John Calvin Commentary


John Calvin Commentary
"Commit thy way unto Jehovah; Trust also in him, and he will bring it to pass." — Psalms 37:5 (ASV)
Roll thy ways upon Jehovah. Here David illustrates and confirms the doctrine contained in the preceding verse. For God to accomplish our desires, it is necessary for us to cast all our cares upon him in the exercise of hope and patience. Accordingly, we are taught from this passage how to preserve our minds in tranquility amidst anxieties, dangers, and floods of trouble.
There can be no doubt that by the term ways we are here to understand all affairs or businesses. Therefore, the person who leaves the outcome of all his affairs to the will of God, patiently waiting to receive from his hand whatever he may be pleased to send (whether prosperity or adversity), is one who casts all his cares and every other burden he bears into God's bosom. In other words, by committing all his affairs to him, such a person rolls his ways upon Jehovah. Therefore, David again emphasizes the duty of hope and confidence in God: And trust in him. By this he intimates that we render to him the honor to which he is entitled only when we entrust to him the government and direction of our lives. Thus, he provides a remedy for a disease with which almost all people are infected.

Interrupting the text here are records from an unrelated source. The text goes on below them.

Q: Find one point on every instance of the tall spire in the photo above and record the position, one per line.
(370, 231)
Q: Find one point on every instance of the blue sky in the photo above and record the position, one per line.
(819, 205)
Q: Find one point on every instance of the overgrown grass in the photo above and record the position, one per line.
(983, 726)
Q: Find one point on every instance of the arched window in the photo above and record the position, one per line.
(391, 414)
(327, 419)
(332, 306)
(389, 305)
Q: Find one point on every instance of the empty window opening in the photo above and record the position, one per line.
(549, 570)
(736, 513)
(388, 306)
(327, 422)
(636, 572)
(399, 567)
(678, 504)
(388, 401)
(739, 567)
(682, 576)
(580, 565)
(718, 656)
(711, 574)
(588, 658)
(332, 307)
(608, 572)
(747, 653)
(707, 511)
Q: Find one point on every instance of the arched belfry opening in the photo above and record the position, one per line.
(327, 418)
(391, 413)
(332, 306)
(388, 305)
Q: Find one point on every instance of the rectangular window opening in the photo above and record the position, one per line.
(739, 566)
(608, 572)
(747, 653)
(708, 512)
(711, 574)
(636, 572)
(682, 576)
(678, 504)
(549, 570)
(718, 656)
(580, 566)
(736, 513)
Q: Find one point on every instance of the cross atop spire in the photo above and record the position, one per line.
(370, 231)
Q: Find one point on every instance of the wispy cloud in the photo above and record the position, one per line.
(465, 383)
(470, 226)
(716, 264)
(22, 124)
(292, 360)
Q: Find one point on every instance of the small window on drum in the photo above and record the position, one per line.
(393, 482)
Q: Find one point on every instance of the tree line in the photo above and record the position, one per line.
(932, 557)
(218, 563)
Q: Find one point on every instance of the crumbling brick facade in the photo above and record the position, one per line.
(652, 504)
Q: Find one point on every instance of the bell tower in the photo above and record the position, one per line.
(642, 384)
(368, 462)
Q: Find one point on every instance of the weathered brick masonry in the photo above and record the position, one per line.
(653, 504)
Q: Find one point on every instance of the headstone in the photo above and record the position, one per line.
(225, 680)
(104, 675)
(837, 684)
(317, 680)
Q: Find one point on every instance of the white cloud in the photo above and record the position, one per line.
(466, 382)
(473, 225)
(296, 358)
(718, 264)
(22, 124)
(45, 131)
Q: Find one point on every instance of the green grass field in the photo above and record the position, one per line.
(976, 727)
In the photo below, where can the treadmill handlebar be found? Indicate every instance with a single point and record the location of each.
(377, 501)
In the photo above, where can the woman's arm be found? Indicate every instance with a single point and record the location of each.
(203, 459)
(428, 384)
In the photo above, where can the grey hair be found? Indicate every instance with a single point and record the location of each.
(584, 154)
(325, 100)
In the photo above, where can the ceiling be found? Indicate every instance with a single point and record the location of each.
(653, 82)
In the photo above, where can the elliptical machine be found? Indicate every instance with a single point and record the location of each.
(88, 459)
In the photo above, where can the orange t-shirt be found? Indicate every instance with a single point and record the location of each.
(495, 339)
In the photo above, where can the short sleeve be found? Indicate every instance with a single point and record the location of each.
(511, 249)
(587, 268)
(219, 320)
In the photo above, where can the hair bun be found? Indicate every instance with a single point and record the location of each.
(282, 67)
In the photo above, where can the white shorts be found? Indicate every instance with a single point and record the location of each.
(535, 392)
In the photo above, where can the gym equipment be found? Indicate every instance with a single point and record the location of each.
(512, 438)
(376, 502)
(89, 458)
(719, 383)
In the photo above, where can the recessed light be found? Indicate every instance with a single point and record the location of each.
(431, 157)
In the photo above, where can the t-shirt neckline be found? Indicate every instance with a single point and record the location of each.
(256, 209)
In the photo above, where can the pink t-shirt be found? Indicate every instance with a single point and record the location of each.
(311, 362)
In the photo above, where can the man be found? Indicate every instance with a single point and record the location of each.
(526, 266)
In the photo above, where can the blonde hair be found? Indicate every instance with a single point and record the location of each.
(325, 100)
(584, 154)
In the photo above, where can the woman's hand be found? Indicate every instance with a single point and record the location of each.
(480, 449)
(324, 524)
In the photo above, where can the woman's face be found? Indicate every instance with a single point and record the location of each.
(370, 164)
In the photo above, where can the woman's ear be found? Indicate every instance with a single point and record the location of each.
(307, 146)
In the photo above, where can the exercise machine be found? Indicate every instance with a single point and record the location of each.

Why is it that the children of God are envious of the wicked, are often in trouble and perplexity, yield to excessive sorrow, and sometimes even murmur and complain? Is it not because, by involving themselves excessively in endless cares and cherishing too eagerly a desire to provide for themselves apart from God, they plunge, so to speak, into an abyss, or at least accumulate for themselves such a vast load of cares that they are finally forced to sink under them?
Desiring to provide a remedy for this evil, David warns us that we are greatly deceived when we presume to take upon ourselves the government of our own lives and to provide for all our affairs as if we were able to bear so great a burden. Therefore, our only remedy is to fix our eyes upon the providence of God and to draw from it consolation in all our sorrows. Those who obey this counsel will escape that horrible labyrinth in which all people labor in vain, for once God has taken the management of our affairs into his own hand, there is no reason to fear that prosperity will ever fail us. Why is it that he forsakes us and disappoints our expectations? Is it not because we provoke him by pretending to greater wisdom and understanding than we possess? If, therefore, we would only permit him, he will perform his part and will not disappoint our expectations—which he sometimes does as a just punishment for our unbelief.